What parts of the 12-Steps were most crucial to you?

“The fourth and fifth steps. Writing down the bad shit that you’ve done and telling your sponsor about it. Getting a lot of the bad stuff that I have done off my chest gave me a sense of freedom.

“When it comes to resentment, the 12-Steps show you very clearly that everything that you are resentful for has its path back to you. I had this guy in poker, who I backed, who burned me for some money. I was like: “I have done nothing wrong here…this kid has stolen money for me.” But when you look back, you can see I put myself in the situation to be screwed, because of my fears. I wanted to be the nice guy. I don’t want people to think that I am greedy, or even care about money. So with this guy, I was so lazy about the money. So that’s what I did to make it happen to me. It’s crucial to understand that.

“Resentment is the biggest thing. Feeling that way is what causes a lot of people to drink because it eats away at them. I now know that people are not making me feel like shit. I am making myself feel like shit. It’s a wonderful sense of freedom to understand that.”

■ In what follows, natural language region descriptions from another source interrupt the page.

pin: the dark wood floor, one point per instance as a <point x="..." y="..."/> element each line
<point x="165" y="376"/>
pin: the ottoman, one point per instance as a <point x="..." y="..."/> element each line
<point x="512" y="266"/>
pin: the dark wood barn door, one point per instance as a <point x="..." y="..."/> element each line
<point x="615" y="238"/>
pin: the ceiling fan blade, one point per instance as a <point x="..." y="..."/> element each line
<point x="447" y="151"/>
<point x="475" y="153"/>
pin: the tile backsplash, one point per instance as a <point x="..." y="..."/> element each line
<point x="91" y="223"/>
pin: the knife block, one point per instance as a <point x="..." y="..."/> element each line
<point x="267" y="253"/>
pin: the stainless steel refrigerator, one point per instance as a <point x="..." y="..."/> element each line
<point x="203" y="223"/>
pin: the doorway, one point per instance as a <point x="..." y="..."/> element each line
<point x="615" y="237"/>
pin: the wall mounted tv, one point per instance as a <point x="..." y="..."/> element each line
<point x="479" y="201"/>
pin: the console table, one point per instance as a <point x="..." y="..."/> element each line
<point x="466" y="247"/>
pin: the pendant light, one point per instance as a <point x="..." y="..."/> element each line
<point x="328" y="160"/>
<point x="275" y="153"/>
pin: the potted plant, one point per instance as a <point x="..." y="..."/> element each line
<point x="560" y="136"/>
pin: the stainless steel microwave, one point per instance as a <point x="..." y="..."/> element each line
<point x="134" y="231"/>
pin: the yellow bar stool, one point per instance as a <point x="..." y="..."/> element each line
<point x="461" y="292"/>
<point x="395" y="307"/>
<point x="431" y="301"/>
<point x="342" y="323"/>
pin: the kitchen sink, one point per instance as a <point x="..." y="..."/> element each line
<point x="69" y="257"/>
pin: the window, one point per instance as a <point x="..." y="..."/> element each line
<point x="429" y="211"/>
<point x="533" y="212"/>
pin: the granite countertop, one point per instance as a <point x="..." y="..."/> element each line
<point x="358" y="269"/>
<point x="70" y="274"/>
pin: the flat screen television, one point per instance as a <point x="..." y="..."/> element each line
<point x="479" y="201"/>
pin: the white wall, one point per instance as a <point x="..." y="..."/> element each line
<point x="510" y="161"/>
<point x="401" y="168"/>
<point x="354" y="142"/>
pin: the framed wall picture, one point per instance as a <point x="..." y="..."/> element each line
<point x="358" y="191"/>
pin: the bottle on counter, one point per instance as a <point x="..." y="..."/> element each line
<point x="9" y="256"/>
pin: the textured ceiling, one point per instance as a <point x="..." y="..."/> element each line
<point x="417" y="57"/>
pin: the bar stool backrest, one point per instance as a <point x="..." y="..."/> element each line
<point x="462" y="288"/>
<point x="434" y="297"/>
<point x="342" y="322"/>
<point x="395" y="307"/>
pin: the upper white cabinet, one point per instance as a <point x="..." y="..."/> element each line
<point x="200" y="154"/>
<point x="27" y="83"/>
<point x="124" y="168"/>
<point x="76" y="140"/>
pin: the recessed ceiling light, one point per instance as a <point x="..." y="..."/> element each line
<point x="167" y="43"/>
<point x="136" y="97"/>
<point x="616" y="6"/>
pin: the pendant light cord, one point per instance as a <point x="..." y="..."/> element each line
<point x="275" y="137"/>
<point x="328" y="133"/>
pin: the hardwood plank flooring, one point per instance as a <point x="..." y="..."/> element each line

How important was it to have an open mind?

“It’s the key to all things in life. In poker, you see a lot of close mindedness. Imagine someone says they can’t raise/fold 15bb – it kills creativity and the thought process that humans naturally have within themselves. In recovery, if you are close minded it’s going to be tough.”

What advice would you give to people who can’t imagine life without alcohol because they believe they can’t have fun without it?

“They always say one day at a time, and that’s important. I remember there was one particular day, early in my 12-Step process. I was trying to stay sober each day, because it was a big struggle for me. One day I was really messed up, and felt like I needed to go out get drunk and meet girls. I remember saying: “Mark just stay sober today…re-evaluate tomorrow,” and it really worked for me.

“If the only way you have fun is through drinking, and you don’t see any out, then it’s very tough to take one day at a time, because you think tomorrow will suck as well. So believing that things can be different tomorrow is really important. I got that hope from the people I met within the 12-Step program.”